El ayuntamiento no quiere darle la razón a ninguna de las partes, No Border, por un lado, y Sauvons Calais y Calaisiens en colère, por el otro, por lo que prohíbe todas las manifestaciones. Al mismo tiempo, Natacha Bouchart (cabeza de lista LR en las regionales por Pas-de-Calais), multiplica las declaraciones contra el FN y repite que los migrantes son una “riqueza cultural excepcional” para la ciudad.

Es lo mismo que logró el Estado, desplazar a los migrantes fuera de la ciudad, a un antiguo vertedero al lado de tres fábricas químicas activas, cerca de una zona infantil de juegos Jules Ferry, a la salida de la ciudad, en marzo de 2015. A finales de marzo, el subprefecto en persona recorrió los asentamientos e hizo saber a los exiliados que no podrían permanecer allí. A pesar de las voces de alarma de las asociaciones que venían reclamando desde hacía tiempo “pequeñas unidades, gestionadas por las organizaciones tipo Acnur”, la new jungle se ha convertido en la jungla oficial.
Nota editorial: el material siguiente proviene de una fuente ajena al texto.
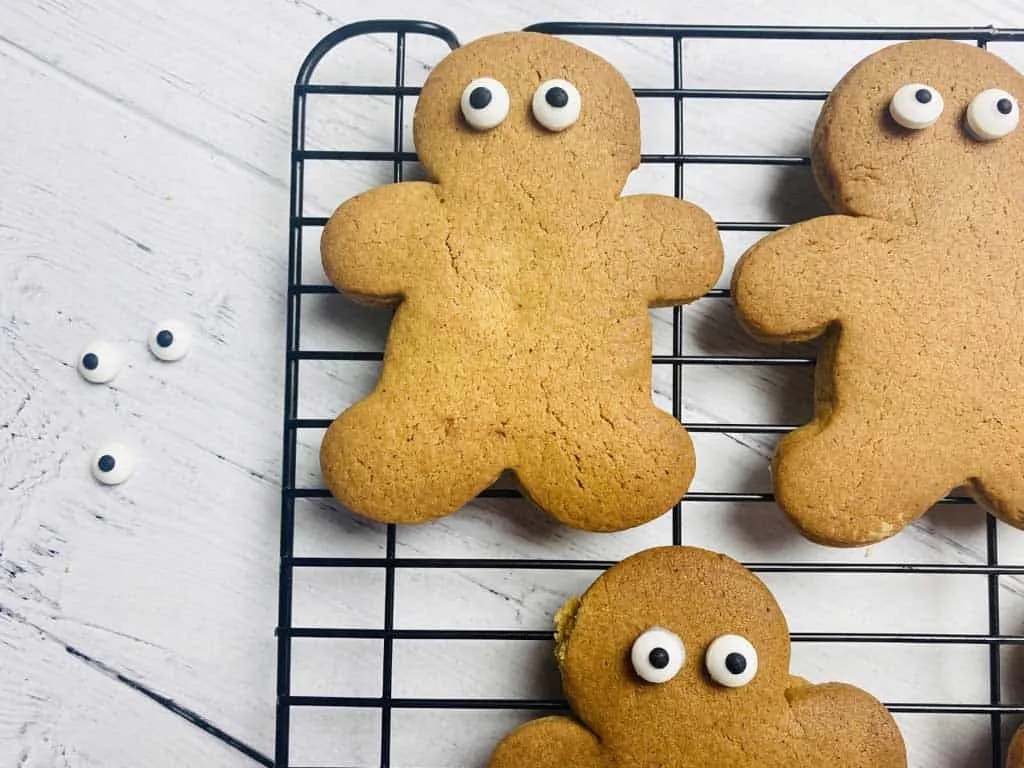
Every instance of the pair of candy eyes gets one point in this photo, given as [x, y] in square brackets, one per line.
[657, 655]
[485, 104]
[99, 361]
[991, 115]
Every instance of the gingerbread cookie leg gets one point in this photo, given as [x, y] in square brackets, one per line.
[873, 738]
[1001, 489]
[398, 463]
[549, 742]
[848, 484]
[579, 474]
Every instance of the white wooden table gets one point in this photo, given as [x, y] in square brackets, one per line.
[143, 174]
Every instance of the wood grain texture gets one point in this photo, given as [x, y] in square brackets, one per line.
[143, 174]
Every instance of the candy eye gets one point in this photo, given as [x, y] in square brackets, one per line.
[484, 103]
[657, 655]
[169, 341]
[556, 104]
[731, 660]
[992, 115]
[98, 363]
[113, 464]
[915, 105]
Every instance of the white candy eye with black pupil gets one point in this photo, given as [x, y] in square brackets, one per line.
[484, 103]
[916, 105]
[113, 464]
[992, 114]
[169, 341]
[556, 104]
[731, 660]
[657, 655]
[98, 363]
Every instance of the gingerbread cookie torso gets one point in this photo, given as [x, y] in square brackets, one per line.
[522, 280]
[679, 657]
[919, 287]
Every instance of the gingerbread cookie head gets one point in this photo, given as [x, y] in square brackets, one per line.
[523, 114]
[923, 133]
[681, 656]
[672, 635]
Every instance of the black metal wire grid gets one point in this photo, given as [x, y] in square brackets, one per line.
[300, 224]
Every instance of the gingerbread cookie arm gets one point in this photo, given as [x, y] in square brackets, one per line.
[371, 245]
[793, 284]
[679, 252]
[847, 726]
[549, 742]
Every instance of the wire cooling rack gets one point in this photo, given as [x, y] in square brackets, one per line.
[303, 227]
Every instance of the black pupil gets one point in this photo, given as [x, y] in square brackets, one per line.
[556, 96]
[479, 97]
[658, 658]
[736, 664]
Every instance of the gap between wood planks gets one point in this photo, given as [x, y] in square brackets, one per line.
[168, 704]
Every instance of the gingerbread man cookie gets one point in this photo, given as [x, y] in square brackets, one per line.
[919, 287]
[679, 656]
[521, 338]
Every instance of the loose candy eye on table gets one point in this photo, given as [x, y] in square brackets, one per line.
[113, 464]
[99, 363]
[169, 341]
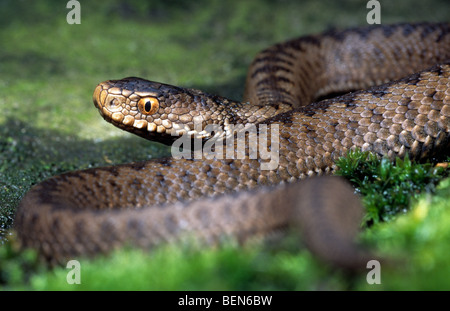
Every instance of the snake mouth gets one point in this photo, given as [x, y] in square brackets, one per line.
[96, 95]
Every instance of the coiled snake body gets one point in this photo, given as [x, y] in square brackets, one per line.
[95, 210]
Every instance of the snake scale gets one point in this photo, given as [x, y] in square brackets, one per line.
[158, 201]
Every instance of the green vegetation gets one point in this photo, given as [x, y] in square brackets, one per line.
[48, 125]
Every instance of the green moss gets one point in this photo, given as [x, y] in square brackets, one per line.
[388, 187]
[418, 241]
[48, 125]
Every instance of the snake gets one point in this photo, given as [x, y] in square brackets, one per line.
[391, 88]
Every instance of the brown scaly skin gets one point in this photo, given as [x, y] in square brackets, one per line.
[91, 211]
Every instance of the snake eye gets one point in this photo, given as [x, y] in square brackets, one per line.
[148, 105]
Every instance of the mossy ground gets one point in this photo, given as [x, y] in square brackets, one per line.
[48, 125]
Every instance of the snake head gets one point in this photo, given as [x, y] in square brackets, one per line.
[157, 111]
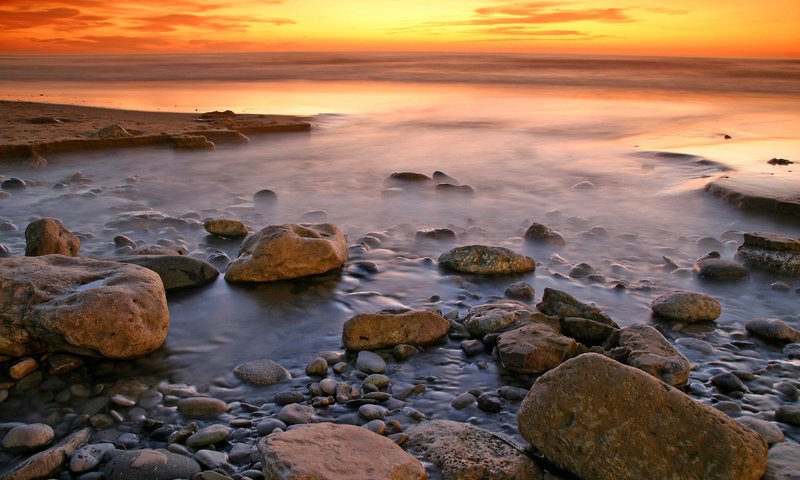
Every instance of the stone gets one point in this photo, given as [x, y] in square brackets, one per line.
[88, 307]
[225, 228]
[387, 328]
[327, 451]
[587, 415]
[464, 452]
[502, 316]
[150, 464]
[175, 271]
[535, 348]
[281, 252]
[262, 372]
[772, 329]
[48, 236]
[538, 232]
[486, 260]
[650, 352]
[686, 306]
Una extensión de arena y de dunas azotadas por el viento, que se encharca cuando llueve.

En este tiempo, por las noches la temperatura baja hasta los 5 grados. Mientras, las asociaciones humanitarias calculan que a diario cruzan entre 15 y 100 migrantes con dirección a Inglaterra y que a la jungla llegan entre 100 y 200. Al estrecharse las medidas de seguridad, las tarifas han subido, de 1000 a 1.500 euros si el paso el clásico, pero ronda los 6.000 euros si el camión está bien equipado y cuenta con la complicidad del conductor.

Los exiliados de la región de Calais esperan poder cruzar. Con sus dolores, en un sitio que lo único que hace es agravarlos. Lou Einhorn, psicólogo de Médicos del Mundo, atiende entre 20 y 25 migrantes en el asentamiento. Atiende los traumas recientes –la guerra y las torturas en el país de origen, pero también las torturas sufridas el camino, sobre todo en las cárceles libias– y los traumas más antiguos que reviven en Calais –violencia policial, expulsión de amigos hacia Sudán–. Acompaña a los afectados cada vez que se produce una muerte. En el frío y el barro, a decenas de kilómetros del punto de destino. “Es extraño atender a gente en un cámping, en una zona de chabolas y saber que los problemas psicológicos son en parte debidos a las condiciones de vida en que se encuentran en estas mismas chabolas”. Tan cerca de Calais y tan lejos.